Seguo da giorni il dibattuto sul sud, sul racconto di sud, ma il problema non è parlare di sud, ma del sud. Sono un giovane imprenditore, emigrato a sud dalla vicina Calabria alla Basilicata che ha avuto la voglia di scommettere su se stesso come ce ne sono tanti in questa terra. L’ho fatto con alcuni colleghi e da allora abbiamo avviato (da 3 anni) una piccola società. In questi anni troppo spesso ho sentito parlare di innovazione, di futuro, di fuga di cervelli e di quanti solo andando via hanno avuto “coraggio” e “successo”, mentre troppo poco e male si parla di chi è rimasto, di chi ha scommesso nel restare e provare a costruire qualcosa. Quante eccellenze conosco ed ho conosciuto in questi anni! Ragazzi e ragazze giovani, intelligenti e con una cosa che a molti manca: umiltà, credere in se stessi e parlare del noi piuttosto che dell’io. Ed è questo che mi spinge a scriverti: non siamo in grado di raccontare queste storie di questi giovani, i loro successi più fuori che in “casa propria”, i sacrifici, le rinunce, le loro idee. Ne sento troppi parlare di se stessi, di uomini soli al comando in tutti i settori, senza pensare che solo il racconto collettivo e del collettivo è l’unico strumento per emergere e dare spazio a chi del sud, delle sue tradizioni, del suo potenziale ne ha fatto ragione di vita e di impresa.

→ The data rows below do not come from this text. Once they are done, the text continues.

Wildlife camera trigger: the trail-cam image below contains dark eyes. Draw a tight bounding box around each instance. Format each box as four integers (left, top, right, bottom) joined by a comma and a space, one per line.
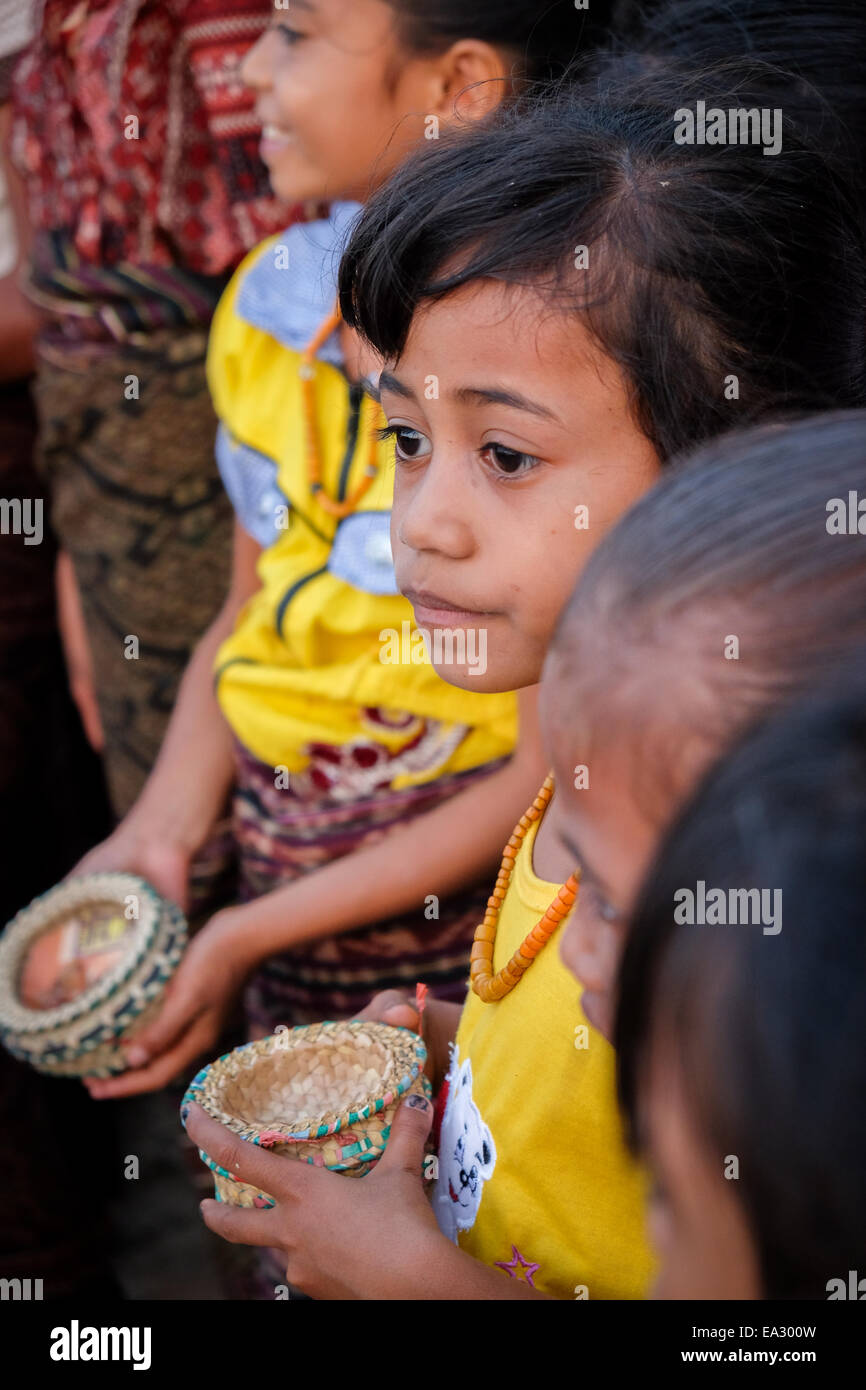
481, 443, 538, 478
378, 425, 538, 478
378, 425, 432, 463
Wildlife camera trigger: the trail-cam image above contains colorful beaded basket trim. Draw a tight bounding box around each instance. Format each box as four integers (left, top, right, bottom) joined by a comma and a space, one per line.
183, 1022, 430, 1207
0, 873, 186, 1076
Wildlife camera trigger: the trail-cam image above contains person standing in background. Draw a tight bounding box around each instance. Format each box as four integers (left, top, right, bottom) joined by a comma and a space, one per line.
13, 0, 291, 816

La mia piccola realtà in 3 anni ha realizzato 2 progetti internazionali, eppure poca attenzione ha ricevuto dai “comunicatori” di questo meridione troppo distratto e rinchiuso su di sé. Basta con l’io che prevarica sul noi, con la ricerca spasmodica del nuovo Bill Gates piuttosto che premiare le idee sostenibili e di innovazione non solo tecnologica ma sociale e culturale.

Non siamo “un’area geografica fortemente sottosviluppata”, ma un’area fortemente sottovalutata innanzi tutto da noi stessi. Gli innovatori non sono quelli che ci raccontano l’innovazione, sono quelli che la fanno ed è da quelli che dobbiamo partire.

Concordo con chi dice che bisogna alzare finalmente l’asticella in maniera del tutto analitica, questa è la strada ma chiedo a te, a tutti, di raccontarla questa innovazione, di raccontarlo questo sud, di raccontare le storie di Daniele Gioia e della sua Recofunghi, di Domenico Mele e delle sue pere “signore”, di Nicola Bisceglia e il suo Osservatore, di Anthony Rimoli e le sue stampanti 3D, di Luca Tamburrino,cristina bruno e del nostro comincenter.it, di Silvio Giordano e la sua arte Contemporanea, di Monica Lo Giudice, Manuitza Stefanelli e la nostra biennalelibrouniversitario.it e di tanti altri che rappresentano quotidianamente la vera rivoluzione che parte, questa sì, dal Sud.